9. The patient was diagnosed by cytology. What is another common method of diagnosis which could have been used in this patient. bronchial biopsy What advantage does each method have? cytology=rapid, inexpensive, simple, less invasive, minor tissue injury. surgical biopsy=less subjective, interrelationships of cells and stroma intact, size and location of lesion may be approximated in some types of biopsies.

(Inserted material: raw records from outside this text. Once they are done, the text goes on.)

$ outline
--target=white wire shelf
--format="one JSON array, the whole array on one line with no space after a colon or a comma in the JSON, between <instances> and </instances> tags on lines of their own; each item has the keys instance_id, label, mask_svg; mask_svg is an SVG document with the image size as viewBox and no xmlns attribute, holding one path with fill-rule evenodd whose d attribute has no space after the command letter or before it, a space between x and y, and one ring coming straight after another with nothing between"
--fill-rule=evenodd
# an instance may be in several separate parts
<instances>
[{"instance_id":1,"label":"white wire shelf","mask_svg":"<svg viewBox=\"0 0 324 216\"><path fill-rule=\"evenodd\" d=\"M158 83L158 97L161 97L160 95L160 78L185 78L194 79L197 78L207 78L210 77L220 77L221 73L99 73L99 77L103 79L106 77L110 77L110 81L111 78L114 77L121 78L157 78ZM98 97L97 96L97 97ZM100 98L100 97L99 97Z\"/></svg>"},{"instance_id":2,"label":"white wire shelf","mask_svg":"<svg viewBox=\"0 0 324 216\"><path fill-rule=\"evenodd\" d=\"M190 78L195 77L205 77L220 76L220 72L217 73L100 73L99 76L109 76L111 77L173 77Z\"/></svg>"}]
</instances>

10. Are there any common tumor markers that could be monitored in the patient's plasma for recurrence? not commonly If the tumor had been poorly differentiated, are there any immunocytochemistry stains that could be performed to confirm the tumor is epithelial in origin? cytokeratins What must be true of tumor antigens to make them useful as plasma monitors of a tumor sensitive and specific

.

11. What is the most likely predisposing factor in this patient's cancer? smoking

12. Is squamous cell carcinoma the most common cause of cancer in men? This probably should have read: Is lung carcinoma the most common cause of cancer in men? ans. excluding skin cancers, prostate is most common cause in men In women? breast carcinoma is the most common cause of cancer in women Is it the most common cause of death in either? both

 

 

Slide 44 COLON, ADENOCARCINOMA

Questions:

1. Are colorectal carcinomas common in men and women? yes What is a more common cause of cancer death? lung

2. What features tell you the tumor is malignant? Gross: infiltrating through wall. Micro: see above answers

3. What features tell you the tumor is a carcinoma and not a sarcoma? Arises from colonic epithelium and the cells forms cohesive nests, etc.

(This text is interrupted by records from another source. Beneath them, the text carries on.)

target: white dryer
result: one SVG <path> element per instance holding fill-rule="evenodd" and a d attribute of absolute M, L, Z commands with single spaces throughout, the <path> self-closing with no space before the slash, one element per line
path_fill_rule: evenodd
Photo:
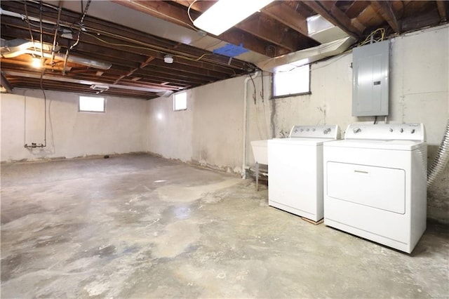
<path fill-rule="evenodd" d="M 268 140 L 268 204 L 319 221 L 323 218 L 323 144 L 337 126 L 295 126 L 288 138 Z"/>
<path fill-rule="evenodd" d="M 426 229 L 424 126 L 351 125 L 323 159 L 325 225 L 411 253 Z"/>

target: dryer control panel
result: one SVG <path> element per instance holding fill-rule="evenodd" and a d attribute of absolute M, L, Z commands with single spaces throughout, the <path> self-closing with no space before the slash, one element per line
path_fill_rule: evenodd
<path fill-rule="evenodd" d="M 426 141 L 422 124 L 351 124 L 344 139 Z"/>
<path fill-rule="evenodd" d="M 337 125 L 293 126 L 290 138 L 340 139 L 340 128 Z"/>

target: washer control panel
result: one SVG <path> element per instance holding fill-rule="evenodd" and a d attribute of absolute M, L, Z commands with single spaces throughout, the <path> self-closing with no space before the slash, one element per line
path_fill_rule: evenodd
<path fill-rule="evenodd" d="M 290 138 L 340 139 L 340 128 L 337 125 L 293 126 L 288 137 Z"/>
<path fill-rule="evenodd" d="M 344 139 L 373 140 L 426 140 L 422 124 L 351 124 Z"/>

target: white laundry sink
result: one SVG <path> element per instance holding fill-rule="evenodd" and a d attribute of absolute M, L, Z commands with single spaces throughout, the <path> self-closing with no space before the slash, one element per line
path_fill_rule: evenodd
<path fill-rule="evenodd" d="M 254 161 L 259 164 L 268 165 L 268 140 L 251 141 Z"/>

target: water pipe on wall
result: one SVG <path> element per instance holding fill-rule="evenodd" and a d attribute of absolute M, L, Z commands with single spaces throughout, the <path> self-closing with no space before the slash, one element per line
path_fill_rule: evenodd
<path fill-rule="evenodd" d="M 246 95 L 248 92 L 248 81 L 250 80 L 254 80 L 257 76 L 259 76 L 260 72 L 256 72 L 252 74 L 249 74 L 247 78 L 245 79 L 244 88 L 243 88 L 243 144 L 242 150 L 242 166 L 241 166 L 241 176 L 242 178 L 246 178 L 246 131 L 247 131 L 247 119 L 248 119 L 248 96 Z"/>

4. What features tell you the tumor is an adenocarcinoma and not some other type of carcinoma? Is forming glands

5. What does the presence of lymphocytes around the tumor suggest? it has been suggested that the lymphocytes are responding to tumor antigens.

6. What tumor associated antigen is likely to be found in this patient's plasma as a tumor marker? CEA Name other tumor markers and tumors they are commonly associated with. alpha-Fetoprotein=liver cell carcinoma and nonseminomatous germ cell tumors of the testis, prostatic acid phosphatase=prostate

7. If the patient had a tumor associated antigen (tumor marker), how might it be useful after surgery. Checking for adequacy of treatment, presence of metastases and recurrence

8. If an immunocytochemical stain were done on this tumor which of the following would you expect to be positive: CD45, cytokeratin, vimentin, desmin, glial fibrillary acidic protein, or neurofilament proteins, prostatic acid phosphatase, alpha-fetoprotein? cytokeratin Name a tumor in which each of the above antigens or markers would be expected to be positive. CD45--leukemia, lymphoma, cytokeratin--epithelial cells and carcinomas, vimentin--mesenchymal cells and sarcomas (some carcinomas), desmin--smooth and skeletal muscles and their neoplasms, glial fibrillary acidic protein--glial cells and gliomas, neurofilament proteins--neurons and paraganglia cells and their neoplasms Note that not all antigens that are found in tumors are useful as tumor markers in the plasma.

 

Slide 194 LIVER, METASTATIC SMALL CELL UNDIFFERENTIATED CARCINOMA

Questions:

1. Is this tumor pleomorphic? Not too much

2. Is this tumor anaplastic? yes

3. What other features of a high grade malignancy are present? extensive replacement of hepatocytes by tumor, many mitoses, hyperchromasia, lack of cohesion of tumor cells

4. What paraneoplastic syndrome is this carcinoma sometimes associated with? ACTH production

5. Why is the tumor called an undifferentiated carcinoma? despite the extremely poor differentiation, making it undifferentiated (can't tell tissue of origin) there is some cell cohesion, though not much, allowing it to be called a carcinoma

6. Why in the gross picture is the liver green near the tumor nodules? bile stasis from blockage of canaliculi and/or small bile ducts by tumor nodules Did you see any histologic features to support this etiology? yes, canalicular cholestasis

The vascular drainage has also been obstructed by the tumor nodules and can be seen as the dilatation of the sinusoids.